Denúncia e ameaça de linchamento
O caso teve origem em Faisalabad, província de Punjab, quando um médico sênior do Hospital Civil acusou as enfermeiras de profanar um adesivo com inscrição islâmica afixado em um armário. A notícia desencadeou reação violenta: uma multidão tentou linchá-las antes da intervenção policial.
Lal e Arooj ficaram cinco meses sob custódia preventiva e, por razões de segurança, obtiveram autorização para aguardar o julgamento fora da prisão. Durante todo o processo, permaneceram sem trabalhar e sob escolta.
Defesa e decisão rara
A defesa foi conduzida pela Comissão Nacional para a Justiça e a Paz (NCJP), órgão católico apoiado pela Ajuda à Igreja que Sofre (ACN). Segundo o padre Khalid Rashid Asi, membro da NCJP, o magistrado “atuou de forma independente, baseando-se nas provas apresentadas”. Casos de absolvição em primeira instância são incomuns em processos de blasfêmia, geralmente remetidos a cortes superiores devido à pressão social.
Apesar do alívio, as famílias relatam que as duas ainda enfrentam riscos e necessitam de proteção contínua. “Nossa luta agora é por um futuro seguro, pela reabilitação e pela reintegração digna das enfermeiras”, afirmou o padre Asi, que agradeceu ao bispo Indrias Rehmat, aos advogados Sanaullah Baig e Shahid Anwar e à comunidade internacional pelo apoio.
Contexto da lei de blasfêmia
No Paquistão, os Artigos 295 e 298 do código penal permitem prisão perpétua ou pena de morte por insulto ao Islã ou ao profeta Maomé, mas não preveem sanção para denúncias falsas. Organizações de direitos humanos criticam o dispositivo, apontando uso frequente para acerto de contas pessoais e perseguição a minorias religiosas.

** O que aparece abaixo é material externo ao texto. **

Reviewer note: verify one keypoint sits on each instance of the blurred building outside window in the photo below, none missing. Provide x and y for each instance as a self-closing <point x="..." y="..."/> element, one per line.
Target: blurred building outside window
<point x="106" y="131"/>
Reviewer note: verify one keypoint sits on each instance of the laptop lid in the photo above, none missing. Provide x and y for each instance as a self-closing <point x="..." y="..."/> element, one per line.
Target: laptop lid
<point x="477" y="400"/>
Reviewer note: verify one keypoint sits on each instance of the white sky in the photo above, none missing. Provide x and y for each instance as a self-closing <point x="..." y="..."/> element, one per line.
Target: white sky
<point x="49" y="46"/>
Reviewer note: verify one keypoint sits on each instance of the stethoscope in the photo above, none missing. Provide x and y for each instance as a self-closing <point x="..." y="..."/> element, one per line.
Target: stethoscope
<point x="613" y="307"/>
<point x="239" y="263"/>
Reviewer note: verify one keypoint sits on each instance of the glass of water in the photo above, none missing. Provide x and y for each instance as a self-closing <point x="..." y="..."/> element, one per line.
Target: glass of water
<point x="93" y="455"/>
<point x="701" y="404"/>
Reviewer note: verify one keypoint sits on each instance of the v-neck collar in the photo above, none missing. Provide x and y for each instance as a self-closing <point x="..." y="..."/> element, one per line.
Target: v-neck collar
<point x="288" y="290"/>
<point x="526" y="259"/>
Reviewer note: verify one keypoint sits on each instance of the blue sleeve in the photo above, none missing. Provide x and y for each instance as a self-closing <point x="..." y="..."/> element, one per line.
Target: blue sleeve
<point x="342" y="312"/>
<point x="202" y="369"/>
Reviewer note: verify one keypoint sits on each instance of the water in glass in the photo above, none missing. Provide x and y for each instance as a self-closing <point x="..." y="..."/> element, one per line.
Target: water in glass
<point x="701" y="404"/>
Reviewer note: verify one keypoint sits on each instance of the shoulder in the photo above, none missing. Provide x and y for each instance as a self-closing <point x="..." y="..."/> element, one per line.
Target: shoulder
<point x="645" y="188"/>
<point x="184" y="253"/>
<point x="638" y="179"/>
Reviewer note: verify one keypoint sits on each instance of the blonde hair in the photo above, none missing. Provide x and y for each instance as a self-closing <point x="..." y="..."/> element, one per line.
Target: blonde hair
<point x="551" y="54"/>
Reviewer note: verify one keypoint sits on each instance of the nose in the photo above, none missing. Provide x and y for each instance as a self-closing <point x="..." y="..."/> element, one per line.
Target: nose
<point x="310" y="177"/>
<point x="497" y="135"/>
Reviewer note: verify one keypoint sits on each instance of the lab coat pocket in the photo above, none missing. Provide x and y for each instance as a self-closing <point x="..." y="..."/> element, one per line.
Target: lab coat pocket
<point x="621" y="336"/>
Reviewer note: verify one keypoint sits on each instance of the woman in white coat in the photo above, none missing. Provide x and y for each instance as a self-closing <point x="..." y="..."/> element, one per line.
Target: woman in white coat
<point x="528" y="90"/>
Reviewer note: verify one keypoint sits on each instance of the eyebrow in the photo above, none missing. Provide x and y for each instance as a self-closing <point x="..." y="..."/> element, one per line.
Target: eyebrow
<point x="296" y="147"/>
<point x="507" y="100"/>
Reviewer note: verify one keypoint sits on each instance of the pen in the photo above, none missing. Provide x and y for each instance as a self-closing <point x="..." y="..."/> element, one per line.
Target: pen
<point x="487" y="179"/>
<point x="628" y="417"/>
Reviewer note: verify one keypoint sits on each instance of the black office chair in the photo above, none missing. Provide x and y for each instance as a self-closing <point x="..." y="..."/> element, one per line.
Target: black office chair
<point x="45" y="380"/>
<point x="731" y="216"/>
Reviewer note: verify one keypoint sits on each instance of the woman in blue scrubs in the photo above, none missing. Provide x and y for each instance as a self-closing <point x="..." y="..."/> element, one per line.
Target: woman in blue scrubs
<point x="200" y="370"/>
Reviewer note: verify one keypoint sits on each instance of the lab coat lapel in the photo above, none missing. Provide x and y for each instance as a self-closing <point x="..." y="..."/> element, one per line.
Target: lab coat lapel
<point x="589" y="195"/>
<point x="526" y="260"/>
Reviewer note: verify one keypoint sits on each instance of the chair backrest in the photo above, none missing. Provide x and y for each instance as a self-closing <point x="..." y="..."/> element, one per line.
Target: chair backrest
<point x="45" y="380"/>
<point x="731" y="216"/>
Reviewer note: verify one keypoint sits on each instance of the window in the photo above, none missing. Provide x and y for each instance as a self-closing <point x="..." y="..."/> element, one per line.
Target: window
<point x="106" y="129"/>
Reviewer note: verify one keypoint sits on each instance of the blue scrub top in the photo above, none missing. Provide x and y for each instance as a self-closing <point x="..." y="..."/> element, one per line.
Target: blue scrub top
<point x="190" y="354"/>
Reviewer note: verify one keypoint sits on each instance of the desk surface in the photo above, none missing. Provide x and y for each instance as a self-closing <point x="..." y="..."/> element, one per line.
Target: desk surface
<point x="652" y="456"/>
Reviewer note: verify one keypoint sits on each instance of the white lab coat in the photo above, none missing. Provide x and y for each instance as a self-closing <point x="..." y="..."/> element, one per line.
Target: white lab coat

Dados do Centro para a Justiça Social, de Lahore, indicam que 200 pessoas foram acusadas de blasfêmia em 2020, recorde anual desde 1987, quando o monitoramento começou. No total, ao menos 1.855 pessoas foram indiciadas nesse período.
Embora livres da acusação, Lal e Arooj seguem dependentes de medidas de segurança enquanto buscam retomar a vida profissional.